Heineken reported full year organic revenue growth of 5.2% to EUR28.4bn. That reflects a 3.1% increase in consolidated beer volumes, with Heineken branded beer volumes growing 8.3% - the best in over a decade.
Operating profit grew 3.9% to EUR4.0bn, as increased revenue was partially offset by increased costs and higher investments in sponsorships, e-commerce and technology.
A final dividend of EUR1.04 per share has been proposed, which would take the total full year payment to EUR1.68 per share, representing a 5% increase on last year.
The shares were up 5.5% following the announcement.
Heinken's longstanding CEO, Jean-Francois van Boxmeer, is leaving after 15 years. The board has nominated Dolf van den Brink, president of the group's Asia Pacific division, as a replacement. It remains to be seen whether the new man will depart substantially from the track set by his predecessor, but for now, here's how things stand.
Heineken sold 241m hectolitres of beer in the last twelve months, so reports of slowing alcohol consumption in the developed world might reasonably concern investors. It's a trend being driven by the twin challenges of lower consumption among younger people and ageing populations. But on the other hand, alcohol consumption is growing in emerging markets.

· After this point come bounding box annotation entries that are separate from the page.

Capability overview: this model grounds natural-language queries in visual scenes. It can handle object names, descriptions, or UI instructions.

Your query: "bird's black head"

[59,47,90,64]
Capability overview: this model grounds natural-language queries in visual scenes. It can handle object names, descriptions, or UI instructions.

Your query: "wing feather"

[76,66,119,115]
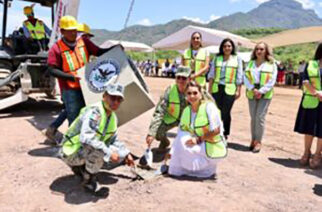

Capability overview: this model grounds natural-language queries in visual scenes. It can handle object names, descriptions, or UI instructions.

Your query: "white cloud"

[295,0,316,9]
[182,14,221,24]
[137,18,153,26]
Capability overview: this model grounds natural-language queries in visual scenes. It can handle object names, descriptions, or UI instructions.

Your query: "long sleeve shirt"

[149,86,187,137]
[208,57,243,85]
[244,62,277,94]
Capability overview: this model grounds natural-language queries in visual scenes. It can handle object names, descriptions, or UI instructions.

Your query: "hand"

[235,89,240,100]
[110,153,120,163]
[125,153,135,167]
[186,138,197,147]
[145,135,154,147]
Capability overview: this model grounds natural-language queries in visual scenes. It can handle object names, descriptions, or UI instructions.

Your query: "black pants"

[212,85,235,136]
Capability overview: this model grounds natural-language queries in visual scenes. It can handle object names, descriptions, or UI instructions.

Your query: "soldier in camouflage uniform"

[61,84,134,192]
[146,66,191,149]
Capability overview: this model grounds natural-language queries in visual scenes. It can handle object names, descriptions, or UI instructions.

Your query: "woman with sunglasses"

[294,43,322,169]
[208,38,243,139]
[244,42,277,153]
[181,32,209,87]
[169,81,227,178]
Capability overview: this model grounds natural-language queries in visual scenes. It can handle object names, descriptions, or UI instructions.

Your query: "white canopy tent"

[100,40,153,52]
[152,25,255,50]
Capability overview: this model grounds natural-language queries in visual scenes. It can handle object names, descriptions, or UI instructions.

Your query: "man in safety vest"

[22,6,51,53]
[146,66,191,150]
[46,16,120,140]
[60,83,134,192]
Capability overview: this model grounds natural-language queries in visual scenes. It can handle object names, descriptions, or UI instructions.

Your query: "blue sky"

[0,0,322,31]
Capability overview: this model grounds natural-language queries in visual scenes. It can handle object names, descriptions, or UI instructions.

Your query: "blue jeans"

[62,89,85,126]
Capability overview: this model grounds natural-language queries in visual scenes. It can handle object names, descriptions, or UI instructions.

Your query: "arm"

[259,63,277,94]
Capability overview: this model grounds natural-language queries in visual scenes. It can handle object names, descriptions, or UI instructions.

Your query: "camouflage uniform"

[149,83,187,146]
[60,103,130,174]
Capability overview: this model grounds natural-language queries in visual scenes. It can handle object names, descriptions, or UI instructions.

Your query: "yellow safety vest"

[163,84,180,124]
[183,48,206,87]
[302,60,322,109]
[24,20,46,40]
[245,60,274,99]
[212,55,238,95]
[180,102,227,158]
[63,102,117,156]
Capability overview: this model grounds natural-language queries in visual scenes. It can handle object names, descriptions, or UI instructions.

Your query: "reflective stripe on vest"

[245,60,274,99]
[24,20,46,40]
[302,60,322,109]
[212,55,238,95]
[180,102,227,158]
[163,84,180,124]
[57,38,89,88]
[183,48,206,87]
[63,102,117,156]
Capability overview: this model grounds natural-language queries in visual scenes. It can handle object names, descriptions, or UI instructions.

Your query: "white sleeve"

[206,102,221,131]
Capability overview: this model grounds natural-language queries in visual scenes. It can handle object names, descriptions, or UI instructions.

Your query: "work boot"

[45,127,57,144]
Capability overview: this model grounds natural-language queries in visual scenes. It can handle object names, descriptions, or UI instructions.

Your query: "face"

[61,29,77,42]
[223,41,233,55]
[191,33,201,49]
[103,94,123,111]
[176,76,189,90]
[255,43,266,59]
[186,86,201,104]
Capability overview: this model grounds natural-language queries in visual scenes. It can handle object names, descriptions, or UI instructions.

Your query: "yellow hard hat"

[60,15,78,30]
[77,23,94,36]
[23,6,34,15]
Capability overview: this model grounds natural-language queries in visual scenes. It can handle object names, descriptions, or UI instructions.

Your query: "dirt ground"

[0,78,322,212]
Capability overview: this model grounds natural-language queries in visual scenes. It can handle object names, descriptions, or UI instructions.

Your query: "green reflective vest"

[212,55,238,95]
[245,60,274,99]
[163,84,180,124]
[302,60,322,109]
[63,102,117,156]
[180,102,227,158]
[183,48,206,87]
[23,20,46,40]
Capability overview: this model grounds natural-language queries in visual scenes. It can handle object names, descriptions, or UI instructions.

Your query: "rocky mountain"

[93,0,322,45]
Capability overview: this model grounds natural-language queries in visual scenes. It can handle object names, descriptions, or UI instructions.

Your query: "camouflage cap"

[176,66,191,77]
[105,83,124,98]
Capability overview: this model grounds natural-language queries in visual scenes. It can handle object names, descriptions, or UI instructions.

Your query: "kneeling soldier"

[146,66,191,149]
[61,84,134,192]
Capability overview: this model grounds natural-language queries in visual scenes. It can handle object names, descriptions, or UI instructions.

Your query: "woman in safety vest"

[181,32,209,87]
[294,43,322,169]
[169,81,227,178]
[244,42,277,153]
[208,38,243,139]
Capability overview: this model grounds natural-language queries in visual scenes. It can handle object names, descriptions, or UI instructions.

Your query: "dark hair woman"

[244,42,277,153]
[208,38,243,139]
[294,43,322,169]
[169,81,227,178]
[181,32,209,87]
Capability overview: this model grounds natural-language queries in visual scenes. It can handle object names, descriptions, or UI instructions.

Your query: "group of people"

[40,13,322,194]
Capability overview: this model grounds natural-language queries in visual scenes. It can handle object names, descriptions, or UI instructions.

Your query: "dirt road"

[0,78,322,212]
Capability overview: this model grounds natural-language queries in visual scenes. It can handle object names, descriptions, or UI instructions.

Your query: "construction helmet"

[60,15,78,30]
[23,6,34,15]
[77,23,93,36]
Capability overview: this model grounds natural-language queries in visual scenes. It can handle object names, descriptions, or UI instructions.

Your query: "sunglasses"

[110,96,123,102]
[187,91,198,96]
[176,76,188,81]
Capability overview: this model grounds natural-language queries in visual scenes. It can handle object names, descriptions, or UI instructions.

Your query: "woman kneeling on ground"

[294,43,322,169]
[169,81,227,178]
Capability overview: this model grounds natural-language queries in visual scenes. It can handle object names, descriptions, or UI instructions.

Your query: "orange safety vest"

[57,38,89,88]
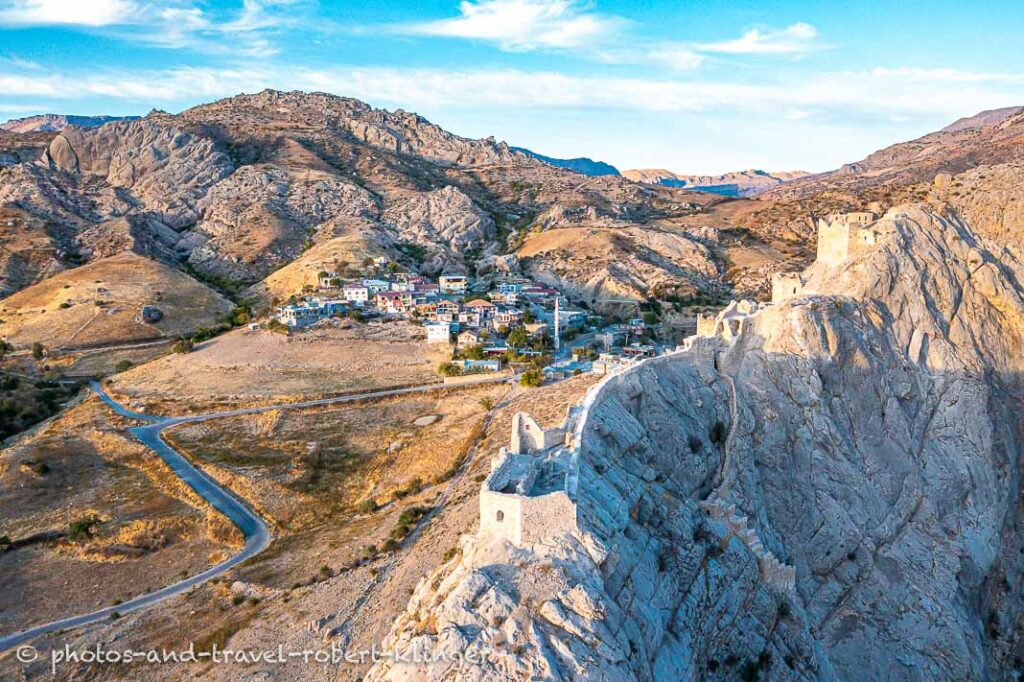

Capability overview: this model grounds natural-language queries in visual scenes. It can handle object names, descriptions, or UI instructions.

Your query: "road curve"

[0,377,516,655]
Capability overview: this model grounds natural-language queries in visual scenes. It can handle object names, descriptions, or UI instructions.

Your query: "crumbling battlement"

[700,495,797,592]
[817,212,878,266]
[771,272,807,303]
[697,300,758,342]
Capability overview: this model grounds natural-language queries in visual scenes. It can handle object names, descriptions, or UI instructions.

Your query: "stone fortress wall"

[478,212,878,592]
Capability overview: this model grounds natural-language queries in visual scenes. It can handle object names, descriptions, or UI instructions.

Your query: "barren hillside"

[0,253,231,348]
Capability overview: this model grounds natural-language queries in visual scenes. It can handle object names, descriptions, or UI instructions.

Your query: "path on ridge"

[0,376,518,655]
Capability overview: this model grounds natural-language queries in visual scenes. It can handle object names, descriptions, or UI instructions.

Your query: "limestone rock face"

[42,121,233,228]
[381,185,497,272]
[369,206,1024,680]
[179,166,379,281]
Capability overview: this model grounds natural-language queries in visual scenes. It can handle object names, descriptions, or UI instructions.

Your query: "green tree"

[519,368,544,388]
[68,514,101,543]
[266,318,288,336]
[437,363,462,377]
[507,327,529,348]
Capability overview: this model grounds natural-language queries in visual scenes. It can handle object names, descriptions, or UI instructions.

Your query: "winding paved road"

[0,376,517,655]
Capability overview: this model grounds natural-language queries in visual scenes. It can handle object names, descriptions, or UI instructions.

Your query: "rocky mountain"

[623,168,807,197]
[512,146,621,175]
[368,205,1024,680]
[0,114,139,133]
[768,106,1024,199]
[0,90,737,319]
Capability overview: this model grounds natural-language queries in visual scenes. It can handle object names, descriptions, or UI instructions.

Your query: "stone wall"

[478,487,578,547]
[771,272,804,303]
[509,412,565,454]
[817,220,853,266]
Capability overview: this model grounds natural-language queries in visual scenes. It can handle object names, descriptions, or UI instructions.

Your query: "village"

[270,268,662,385]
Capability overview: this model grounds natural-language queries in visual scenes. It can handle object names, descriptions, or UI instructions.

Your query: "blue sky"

[0,0,1024,173]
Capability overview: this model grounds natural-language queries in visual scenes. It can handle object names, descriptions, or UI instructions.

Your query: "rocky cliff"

[369,207,1024,680]
[0,90,737,298]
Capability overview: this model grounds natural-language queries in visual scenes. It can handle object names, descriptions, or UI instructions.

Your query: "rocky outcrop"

[184,165,379,282]
[41,120,233,228]
[370,207,1024,680]
[381,185,497,273]
[930,164,1024,250]
[516,226,719,309]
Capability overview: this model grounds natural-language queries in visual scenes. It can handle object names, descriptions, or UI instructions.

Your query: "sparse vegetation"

[519,368,544,388]
[437,363,462,377]
[266,317,289,336]
[708,420,729,445]
[68,514,102,543]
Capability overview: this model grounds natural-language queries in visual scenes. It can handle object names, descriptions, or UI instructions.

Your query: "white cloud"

[0,65,1024,129]
[695,22,818,54]
[392,0,625,50]
[0,0,143,27]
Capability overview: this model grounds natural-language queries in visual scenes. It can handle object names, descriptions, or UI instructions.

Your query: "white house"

[424,323,452,343]
[457,330,480,348]
[362,280,391,296]
[437,274,469,296]
[341,284,370,305]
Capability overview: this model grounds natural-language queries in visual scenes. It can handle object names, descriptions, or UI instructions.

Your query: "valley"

[0,90,1024,680]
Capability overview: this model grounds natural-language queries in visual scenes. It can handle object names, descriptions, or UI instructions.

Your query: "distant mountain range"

[0,114,139,133]
[512,146,621,175]
[623,168,808,197]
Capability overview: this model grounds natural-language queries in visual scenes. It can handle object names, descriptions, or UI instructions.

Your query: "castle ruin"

[817,211,878,266]
[479,408,581,547]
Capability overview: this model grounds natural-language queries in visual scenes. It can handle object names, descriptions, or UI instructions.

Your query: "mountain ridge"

[0,114,141,133]
[623,168,809,197]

These trends are accompanied by increased demand for more premium brands. That's somewhere Heineken has something of an advantage - boasting a stable of brands that includes Amstel and Moretti - as well as the obvious one. The group's been able to deliver fairly healthy operating margins, rising from 13% in 2011 to 16.8% in 2019.
However, Heineken's margins are still some way behind its bigger rival, AB InBev. While this isn't really a good thing, it does mean there's still room for improvement, and we don't see why Heineken shouldn't be able to close the gap over time. That said, it won't be an overnight fix, and the group's most recent results have been a step backwards.
The group's balance sheet is stronger than some of its rivals. Management wants to improve it further, and lower debt could provide some relative stability should things take a turn for the worse.
In the long run we think Heineken's got what it takes to balance the equation and keep growing profits. However, the challenges in developed markets are real and might see growth stall in the immediate future. Given the shares currently trade on a PE ratio of 20.6 , some way above the 10 year average, the shares could be volatile in the years ahead. Still, progress should be enough to keep the dividend bubbling up from the 1.9% yield on offer over the next year- remember though there are no guarantees.
Full year results (organic growth rates and underlying figures)
In Europe full year revenue grew 2% to EUR10.6bn despite volumes falling 0.4%. Volumes fell in every major European market expect for Italy, offset by a favourable performance from Heineken ®, Desperados and Birra Moretti. The group's premium and Low or No Alcohol (LONO) portfolios volume grew by mid-single digits. Operating profit for the region fell 0.8% to EUR1.4bn, reflecting increased investment in digital and technology platforms.
On the other hand, revenue in the Americas grew 7.5% to EUR7.4bn and operating profit rose 4.6% to EUR1.2bn, with growth in Mexico and Brazil partly offset by the USA. Volumes increased 1%, and the premium portfolio was up by double digits, led by HeinekenÂ® in Brazil. In the USA volumes declined, partly due to shortages of 24oz cans.
Africa Middle East & Eastern Europe saw 8.9% revenue growth to EUR3.4bn. However, operating profit fell 0.2% to EUR408m. Overall volumes grew 4.2%, although the premium portfolio was up by double digits.
Asia Pacific saw revenue rise 10.9% to EUR3.2bn and operating profit 12.1% to EUR1.1bn, driven by Vietnam and Cambodia. Volumes were up 11.8%, and the premium portfolio was up high-single digits thanks to Tiger and Heineken.
Heineken's net debt increased from EUR12.1bn to EUR15.3bn following accounting changes and transactions in China. Net debt is currently 2.6x cash profits, and the group continues to target a ratio of less than 2.5x.
Management expects "superior top-line growth driven by volume, price and premiumisation", and mid-single digit operating profit growth in 2020, barring major economic or political shocks.
Unless otherwise stated estimates, including prospective yields, are a consensus of analyst forecasts provided by Thomson Reuters. These estimates are not a reliable indicator of future performance. Yields are variable and not guaranteed. Investments rise and fall in value so investors could make a loss.